Voltaire had a way with words. I particularly like Candide's encounter with the Dutchman and his wife; and the old woman's story of being captured by the pirates.
In addition to Leonard Bernstein's operetta, there was also a 1960 film with Jean-Pierre Cassel and Daliah Lavi, updated to the WWII/cold war era. And of course there was "Candy" in 1968, with Richard Burton, Marlon Brando, Ringo Starr, James Coburn, John Huston, John Astin, Elsa Martinelli, Sugar Ray Robinson--and Walter Matthau as the superpatriotic, psychotic General Smight.

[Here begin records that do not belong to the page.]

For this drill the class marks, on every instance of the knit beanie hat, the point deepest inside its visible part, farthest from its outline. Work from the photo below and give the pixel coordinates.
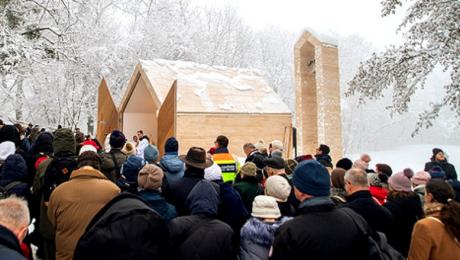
(129, 149)
(312, 178)
(265, 207)
(86, 148)
(360, 164)
(117, 139)
(344, 163)
(277, 187)
(437, 173)
(338, 178)
(401, 181)
(171, 145)
(249, 169)
(64, 141)
(325, 149)
(374, 180)
(290, 166)
(213, 173)
(150, 177)
(151, 153)
(275, 163)
(421, 177)
(7, 148)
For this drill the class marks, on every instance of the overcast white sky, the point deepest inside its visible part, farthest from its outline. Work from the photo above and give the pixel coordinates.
(334, 16)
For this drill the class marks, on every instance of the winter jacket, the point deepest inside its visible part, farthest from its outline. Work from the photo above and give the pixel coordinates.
(448, 168)
(15, 170)
(112, 162)
(126, 228)
(9, 245)
(201, 236)
(178, 191)
(70, 216)
(430, 240)
(173, 167)
(248, 188)
(338, 196)
(257, 238)
(406, 210)
(313, 232)
(159, 204)
(379, 194)
(378, 217)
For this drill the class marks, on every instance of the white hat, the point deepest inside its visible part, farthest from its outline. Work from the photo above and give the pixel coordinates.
(265, 207)
(277, 187)
(213, 173)
(87, 148)
(7, 148)
(278, 145)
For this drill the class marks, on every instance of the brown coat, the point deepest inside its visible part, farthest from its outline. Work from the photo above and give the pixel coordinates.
(430, 240)
(73, 204)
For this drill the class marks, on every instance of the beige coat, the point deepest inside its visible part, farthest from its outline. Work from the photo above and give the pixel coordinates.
(73, 204)
(430, 240)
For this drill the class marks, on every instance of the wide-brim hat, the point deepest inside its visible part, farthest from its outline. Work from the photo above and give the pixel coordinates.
(196, 157)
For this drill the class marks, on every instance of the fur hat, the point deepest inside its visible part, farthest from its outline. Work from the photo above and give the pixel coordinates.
(265, 207)
(249, 169)
(421, 177)
(401, 181)
(150, 177)
(277, 187)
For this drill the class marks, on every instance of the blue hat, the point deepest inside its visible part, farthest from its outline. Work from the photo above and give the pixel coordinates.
(312, 178)
(171, 145)
(151, 153)
(437, 173)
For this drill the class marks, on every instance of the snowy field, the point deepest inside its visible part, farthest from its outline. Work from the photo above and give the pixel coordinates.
(412, 156)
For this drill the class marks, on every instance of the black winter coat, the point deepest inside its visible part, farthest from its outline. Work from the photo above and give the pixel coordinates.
(448, 168)
(378, 217)
(319, 232)
(406, 210)
(200, 237)
(9, 245)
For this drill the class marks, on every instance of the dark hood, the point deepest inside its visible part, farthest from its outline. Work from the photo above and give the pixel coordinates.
(14, 169)
(10, 133)
(64, 141)
(203, 199)
(43, 144)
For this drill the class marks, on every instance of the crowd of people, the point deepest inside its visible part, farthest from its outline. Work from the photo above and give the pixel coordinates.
(72, 198)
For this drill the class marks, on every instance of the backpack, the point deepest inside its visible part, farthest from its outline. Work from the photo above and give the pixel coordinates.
(5, 191)
(57, 172)
(378, 247)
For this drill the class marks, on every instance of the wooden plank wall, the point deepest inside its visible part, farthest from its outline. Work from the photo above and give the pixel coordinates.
(202, 129)
(107, 113)
(167, 118)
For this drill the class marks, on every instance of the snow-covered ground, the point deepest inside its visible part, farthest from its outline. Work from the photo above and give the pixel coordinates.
(412, 156)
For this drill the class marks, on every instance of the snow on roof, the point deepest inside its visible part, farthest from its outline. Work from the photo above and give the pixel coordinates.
(203, 88)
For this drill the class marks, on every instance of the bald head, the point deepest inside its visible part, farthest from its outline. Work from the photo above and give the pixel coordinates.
(14, 215)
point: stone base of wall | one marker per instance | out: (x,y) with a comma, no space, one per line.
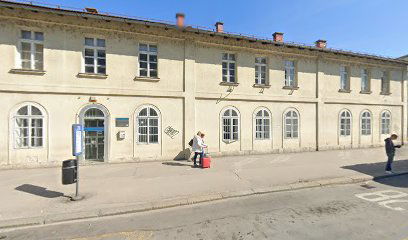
(58,164)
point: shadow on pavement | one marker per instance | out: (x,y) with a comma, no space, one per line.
(377,170)
(39,191)
(177,164)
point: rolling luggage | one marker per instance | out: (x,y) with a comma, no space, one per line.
(206,160)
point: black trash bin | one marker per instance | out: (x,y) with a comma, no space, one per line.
(69,172)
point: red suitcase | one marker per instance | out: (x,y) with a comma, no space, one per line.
(206,159)
(206,162)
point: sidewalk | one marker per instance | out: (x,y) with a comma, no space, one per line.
(35,196)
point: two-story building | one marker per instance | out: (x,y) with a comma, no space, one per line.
(142,89)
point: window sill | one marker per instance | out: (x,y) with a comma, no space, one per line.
(27,71)
(146,79)
(229,84)
(291,87)
(261,86)
(92,75)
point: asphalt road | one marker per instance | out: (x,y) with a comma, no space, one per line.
(378,210)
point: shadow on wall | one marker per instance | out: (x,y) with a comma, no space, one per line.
(377,170)
(39,191)
(183,155)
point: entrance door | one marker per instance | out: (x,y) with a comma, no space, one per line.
(94,126)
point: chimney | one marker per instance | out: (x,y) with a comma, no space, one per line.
(91,10)
(219,27)
(277,37)
(321,43)
(180,19)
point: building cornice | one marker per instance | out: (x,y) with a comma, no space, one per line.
(200,32)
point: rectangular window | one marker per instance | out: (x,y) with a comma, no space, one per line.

https://www.imdb.com/title/tt0054719/fullcredits?ref_=tt_cl_sm#casthttps://www.imdb.com/title/tt0062776/?ref_=fn_al_tt_2Here's a joke from that era that I believe puts the Candide-Polyanna-Pangloss attitude in perspective. Of course we were college students, and Vietnam was just beginning to appear regularly on the evening news.
Optimist: This is the best of all possible worlds.
Pessimist: Yes, I'm afraid you're right.